I am impressed with Mr. Karmi’s engaging narrative style. The book reads like a first-person novel. To borrow from scholars like Joseph Campbell and script and story advisors like Christopher Vogler, it is constructed like a classic Hero’s Journey, with an easily identifiable three-act model of Separation, Initiation, and Return. It begins in the Ordinary World, with a loving Jewish family with strong traditions culturally and religiously and quickly moves to the Call to Adventure as the Nazis gain power and young David’s family is deported from Hungary into Poland (Separation), where they are pulled apart at Auschwitz. From there (Initiation), David is taken to the Warsaw ghetto and on to Dachau and Landsberg in Germany, culminating in a death march to the Tyrol Mountains on the Italian border where the Allies finally free he and his fellow prisoners (Return).
It could have ended there. But upon David’s return to postwar life, he chose to not play it safe, but heeded at least two more Calls to Adventure. He first went to Palestine, fighting for the independence of the Jewish people (including enduring the use of gas by the British army to remove passengers from a transport ship [the British were siding with the Arab nations because of access to petroleum]) and then joining the Army in the new nation of Israel, where he met Prime Minister David Ben-Gurion and served under future Prime Minister Ariel Shanon. He later went to America and built hundreds of homes in Brooklyn and elsewhere before turning to the construction of office buildings and condos.
David survives by using his wits and instincts and by knowing when to trust the advice of the mentors he encounters in the camps. He also demonstrates a fierce work ethic and the ability to not only earn money, but to employ it wisely to further his chances of success.

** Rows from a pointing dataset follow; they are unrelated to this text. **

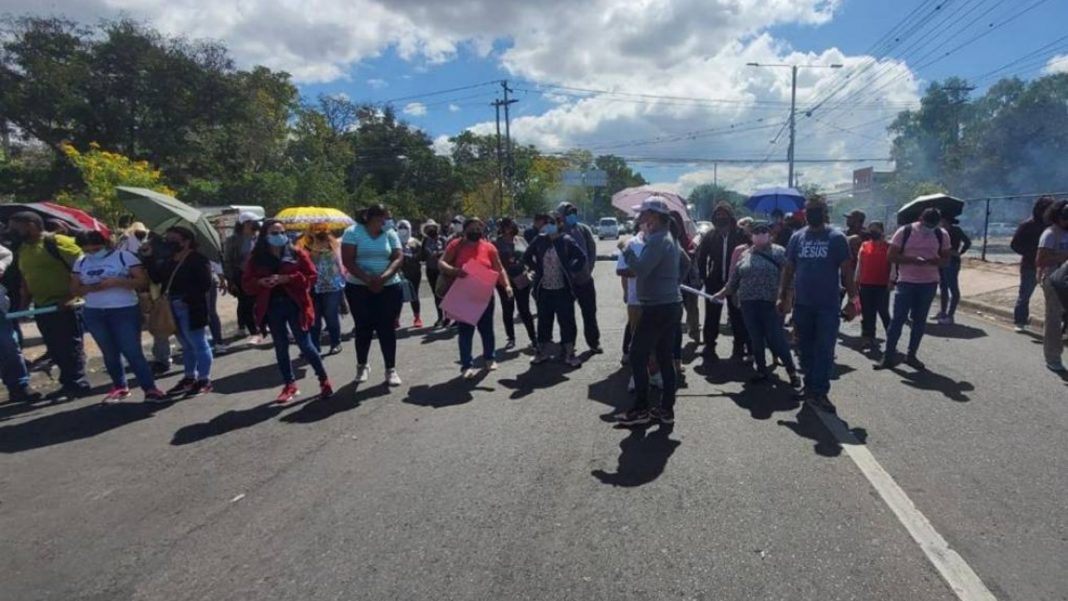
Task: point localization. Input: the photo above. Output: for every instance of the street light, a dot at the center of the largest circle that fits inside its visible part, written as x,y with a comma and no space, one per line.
794,99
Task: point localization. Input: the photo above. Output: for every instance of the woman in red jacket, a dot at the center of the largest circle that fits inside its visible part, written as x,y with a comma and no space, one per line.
281,278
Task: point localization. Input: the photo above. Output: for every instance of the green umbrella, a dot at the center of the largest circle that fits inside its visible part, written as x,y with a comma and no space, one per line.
159,211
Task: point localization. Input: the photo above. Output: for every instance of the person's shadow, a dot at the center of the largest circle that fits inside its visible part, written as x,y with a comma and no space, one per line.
809,425
643,457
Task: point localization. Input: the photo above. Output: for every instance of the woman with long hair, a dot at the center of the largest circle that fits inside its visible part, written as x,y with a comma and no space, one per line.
329,289
109,279
281,278
186,279
473,248
371,253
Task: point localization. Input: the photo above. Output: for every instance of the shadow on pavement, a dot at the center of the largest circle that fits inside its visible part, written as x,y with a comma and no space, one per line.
451,393
256,379
346,398
643,457
763,400
958,331
84,422
928,380
809,425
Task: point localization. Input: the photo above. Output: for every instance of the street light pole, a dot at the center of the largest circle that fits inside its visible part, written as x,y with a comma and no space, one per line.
794,103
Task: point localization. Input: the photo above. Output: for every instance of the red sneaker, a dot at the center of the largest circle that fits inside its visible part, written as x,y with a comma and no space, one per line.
288,393
326,389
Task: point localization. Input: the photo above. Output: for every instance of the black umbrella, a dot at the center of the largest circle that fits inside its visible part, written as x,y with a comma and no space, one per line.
948,206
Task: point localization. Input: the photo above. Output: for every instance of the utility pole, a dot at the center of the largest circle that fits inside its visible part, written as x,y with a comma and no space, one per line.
500,165
511,164
794,103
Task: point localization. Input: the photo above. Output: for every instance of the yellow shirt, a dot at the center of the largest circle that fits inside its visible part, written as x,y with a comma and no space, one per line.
47,279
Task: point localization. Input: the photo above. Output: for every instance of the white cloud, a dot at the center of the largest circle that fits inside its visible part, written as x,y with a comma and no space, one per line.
1056,64
414,109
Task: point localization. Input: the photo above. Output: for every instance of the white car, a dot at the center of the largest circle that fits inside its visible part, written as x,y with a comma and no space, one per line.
608,227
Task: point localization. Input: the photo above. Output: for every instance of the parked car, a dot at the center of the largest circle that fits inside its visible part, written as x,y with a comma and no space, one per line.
608,227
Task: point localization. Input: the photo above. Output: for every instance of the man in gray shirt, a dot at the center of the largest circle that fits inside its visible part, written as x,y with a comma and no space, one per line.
657,278
585,293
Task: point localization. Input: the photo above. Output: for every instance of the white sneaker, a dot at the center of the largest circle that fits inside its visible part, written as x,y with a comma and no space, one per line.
392,378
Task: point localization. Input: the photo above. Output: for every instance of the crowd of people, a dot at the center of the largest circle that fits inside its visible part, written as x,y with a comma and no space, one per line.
784,282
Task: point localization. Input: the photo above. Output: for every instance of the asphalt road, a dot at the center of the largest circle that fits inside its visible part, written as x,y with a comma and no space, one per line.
518,487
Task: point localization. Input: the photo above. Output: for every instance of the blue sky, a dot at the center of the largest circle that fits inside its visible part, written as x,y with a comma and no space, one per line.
674,69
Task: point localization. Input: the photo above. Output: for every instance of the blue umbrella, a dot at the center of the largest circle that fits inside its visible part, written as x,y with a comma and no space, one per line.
786,200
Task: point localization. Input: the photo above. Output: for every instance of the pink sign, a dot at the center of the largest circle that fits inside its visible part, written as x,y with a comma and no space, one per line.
468,298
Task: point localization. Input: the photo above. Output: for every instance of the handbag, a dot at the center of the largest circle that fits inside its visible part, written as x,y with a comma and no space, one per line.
160,317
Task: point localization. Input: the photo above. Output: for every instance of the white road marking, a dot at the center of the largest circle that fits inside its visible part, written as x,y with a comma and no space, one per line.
957,573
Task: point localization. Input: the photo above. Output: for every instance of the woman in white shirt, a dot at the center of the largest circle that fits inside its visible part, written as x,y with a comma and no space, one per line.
108,280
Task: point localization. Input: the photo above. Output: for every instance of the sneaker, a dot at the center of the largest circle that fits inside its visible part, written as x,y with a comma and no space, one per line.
201,386
184,386
116,394
288,393
911,361
821,402
25,394
392,378
362,374
634,417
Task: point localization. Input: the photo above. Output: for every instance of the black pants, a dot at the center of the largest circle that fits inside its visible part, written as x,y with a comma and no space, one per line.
375,314
247,312
559,304
713,312
875,301
655,336
586,295
432,280
63,334
522,300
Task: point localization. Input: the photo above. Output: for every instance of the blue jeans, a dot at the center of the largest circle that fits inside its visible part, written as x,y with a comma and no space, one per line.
195,350
284,314
911,301
118,332
485,331
765,328
949,284
327,309
817,329
12,365
1029,280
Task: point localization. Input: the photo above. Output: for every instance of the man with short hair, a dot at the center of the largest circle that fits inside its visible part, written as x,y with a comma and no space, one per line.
585,293
919,250
817,259
45,261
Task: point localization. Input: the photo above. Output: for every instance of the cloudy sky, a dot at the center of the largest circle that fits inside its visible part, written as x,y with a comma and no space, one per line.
662,82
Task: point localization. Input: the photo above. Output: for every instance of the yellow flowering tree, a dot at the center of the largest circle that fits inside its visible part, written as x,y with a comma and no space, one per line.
103,171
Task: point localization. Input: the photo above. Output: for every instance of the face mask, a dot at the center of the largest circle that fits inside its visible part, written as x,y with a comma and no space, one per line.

Survivor’s Game is filled with heroes and villains, threshold guardians and mentors, including a Wehrmacht lieutenant that arranges for David to be his orderly and personal messenger, eventually taking him to dinner with his family. It uses short chapters that serve like “episodes” and subtly employs narrative devices like foreshadowing and explores all of its major themes on micro and macro levels.
I defy any young reader to brush off the impact of what Karmi describes in the camps, whether it be the living and work conditions, the incessant death, the chilling irony of the sign that hung at the entrance of the concentration camps that read arbeit macht frei [work will make you free], or the SS officers that decided who lived and died by the direction in which they chose to point their thumb.
In the end, what resonates most clearly in Survivor’s Game is Karmi’s unwavering sense of hope and faith. He writes, “If you lost your belief or will to endure and suffer, you might as well have walked out toward the nearest fence and let the guards shoot you down.”
He also chooses to focus on Forgiveness instead of Revenge, an invaluable lesson for our immediacy-driven, cyber-times, and the violence that they bring.  
Survivor’s Game is a welcome addition to books like Diary of Anne Frank and Eli Wiesel’s Night and with its fresh approach and appealing narrative style, could be used in classrooms and as a discuss starter for community groups that work with teens.